Dear Mr Millar appeared in LPM 15, and a revised version is published in my new collection Unruled Journal (Valley Press). The inspiration for the sequence was an antique desk I’d acquired, notably a brass plaque on its leather writing surface: ‘Presented to Mr John Millar MA by the people of Laggan in appreciation of his invaluable services to the parish – 20th Nov 1908’. The inscription evoked a man of a certain demeanour and temperament, a village elder perhaps, while the Highlands origin signified a link with my Scottish-born mother, who had never possessed a desk.

As I sat at the desk, writing and writing, a series of epistolary poems poured out, each addressing Mr Millar; I’ve always been fascinated by the repercussions of distance and intimacy in letter correspondence. Tercets seemed to echo the woman-man-desk triangle, but I varied the form to include couplets and single-line stanzas. The desk, in its physicality, evolved from a piece of furniture into a fresh chapter, a border: ‘When your desk claimed its place / it became the room. / I have crossed its threshold.’

After the autobiographical first poem, however, an altered voice surfaced, suggesting an imagined self from another era. Rereading Virginia Nicholson’s book Singled Out, and its moving stories of two million ‘leftover’ women in the wake of the First World War, nudged my poems in that direction. The speaker developed into a ‘surplus’ woman redefining her purpose in a life without marriage or children.  

It was possible to be more expansive in tone and voice, interweaving the woman’s disappointment and grief with playfulness and exuberance. As a rapport grows, ‘your desk’ gravitates to ‘our desk’ and finally ‘my desk’. The woman confronts Mr Millar: ‘Did you know, a woman can serve / too lavishly? She drains, to a vessel.’ She flirts, she teases (adding three sins to the conventional seven), but also confesses her guilt to him. At this desk, she may write on unruled paper and by implication in an unruled or unruly way. Mr Millar becomes her muse and, perhaps, mine. The adopted voice encouraged me to write more freely about ‘difficult’ themes such as class, religion and the role of the female writer.

Not far from a miniature book, a sequence of poems can grant a tantalizing glimpse of the novelist’s process: nurturing characters to life, sustaining momentum, monitoring motifs and unifying threads. Poems gathering within a sequence start to illuminate each other. One of my favourite stages – shuffling and ordering – resembles a tender marshalling.
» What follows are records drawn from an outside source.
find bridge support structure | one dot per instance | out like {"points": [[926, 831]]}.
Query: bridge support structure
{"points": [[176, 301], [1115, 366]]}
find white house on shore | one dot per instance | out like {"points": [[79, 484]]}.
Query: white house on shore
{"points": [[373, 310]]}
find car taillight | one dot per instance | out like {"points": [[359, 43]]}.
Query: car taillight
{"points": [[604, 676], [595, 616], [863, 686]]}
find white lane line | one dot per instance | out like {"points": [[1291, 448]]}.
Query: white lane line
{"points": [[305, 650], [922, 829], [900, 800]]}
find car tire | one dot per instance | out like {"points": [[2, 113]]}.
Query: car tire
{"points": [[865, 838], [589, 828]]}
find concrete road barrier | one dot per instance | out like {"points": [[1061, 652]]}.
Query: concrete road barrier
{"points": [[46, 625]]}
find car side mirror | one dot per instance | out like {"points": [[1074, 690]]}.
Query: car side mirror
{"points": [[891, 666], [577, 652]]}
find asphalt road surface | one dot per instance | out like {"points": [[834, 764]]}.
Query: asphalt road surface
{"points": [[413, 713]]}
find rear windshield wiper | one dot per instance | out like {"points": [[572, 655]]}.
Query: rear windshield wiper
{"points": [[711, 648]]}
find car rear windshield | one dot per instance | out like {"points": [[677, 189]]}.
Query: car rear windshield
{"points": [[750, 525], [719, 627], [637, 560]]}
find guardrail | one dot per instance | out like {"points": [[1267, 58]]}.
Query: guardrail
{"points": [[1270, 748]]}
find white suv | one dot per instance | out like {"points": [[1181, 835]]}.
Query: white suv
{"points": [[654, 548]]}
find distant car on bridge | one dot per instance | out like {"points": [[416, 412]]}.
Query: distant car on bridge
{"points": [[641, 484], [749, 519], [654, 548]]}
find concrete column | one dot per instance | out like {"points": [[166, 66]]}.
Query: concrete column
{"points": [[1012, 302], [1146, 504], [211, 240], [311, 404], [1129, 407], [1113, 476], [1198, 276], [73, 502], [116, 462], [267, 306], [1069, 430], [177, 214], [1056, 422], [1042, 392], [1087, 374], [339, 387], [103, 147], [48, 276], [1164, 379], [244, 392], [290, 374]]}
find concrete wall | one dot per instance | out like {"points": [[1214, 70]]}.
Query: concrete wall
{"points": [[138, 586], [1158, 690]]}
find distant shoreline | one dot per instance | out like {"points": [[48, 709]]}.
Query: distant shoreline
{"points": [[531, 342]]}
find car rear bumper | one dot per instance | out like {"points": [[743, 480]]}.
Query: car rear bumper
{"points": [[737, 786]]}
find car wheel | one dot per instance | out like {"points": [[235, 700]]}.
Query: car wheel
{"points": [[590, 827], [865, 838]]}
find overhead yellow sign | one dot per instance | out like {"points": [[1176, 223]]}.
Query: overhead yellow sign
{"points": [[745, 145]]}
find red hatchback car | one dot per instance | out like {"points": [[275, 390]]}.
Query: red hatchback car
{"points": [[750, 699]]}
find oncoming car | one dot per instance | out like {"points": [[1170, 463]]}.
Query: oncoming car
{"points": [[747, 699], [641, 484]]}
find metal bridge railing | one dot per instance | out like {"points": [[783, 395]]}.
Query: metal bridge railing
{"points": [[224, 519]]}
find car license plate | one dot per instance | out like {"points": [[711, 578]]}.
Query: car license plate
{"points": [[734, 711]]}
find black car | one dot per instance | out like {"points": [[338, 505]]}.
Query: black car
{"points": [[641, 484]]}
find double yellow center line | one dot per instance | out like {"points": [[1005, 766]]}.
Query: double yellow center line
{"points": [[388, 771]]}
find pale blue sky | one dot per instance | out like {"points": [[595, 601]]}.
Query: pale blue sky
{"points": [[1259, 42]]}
Doubts are constant, because ‘expansive’ can easily drift into ‘superfluous’.

I love making decisions about typography and presentation, such as whether each poem needs its own title, and how that determines the sequence’s overarching title. Should the poems be divided by numbers, letters, asterisks or simply white space?

My most recent long poem was a rather different writing experience from the sequences. In Um Glossário do BairroA Glossary of the Neighbourhood (LPM 27), the central character is arguably a place, a neighbourhood in Lisbon where I lived for a short while. The alphabetical order imposed by the glossary form generated some unpredictable leaps, while the Portuguese subheadings added further randomness. I enjoyed writing these entries in prose poem form.

For me, the greatest challenge is recognising the point at which to conclude a long poem! It could otherwise run on and on, deepening into a sanctuary I’m reluctant to leave.

Long Poem Magazine offers a wonderful home to long poems and sequences. The journal celebrates the unlimited spectrum of ‘long poem’ – its propensity to surprise, and the adventures open to us when we allow ourselves to stretch out.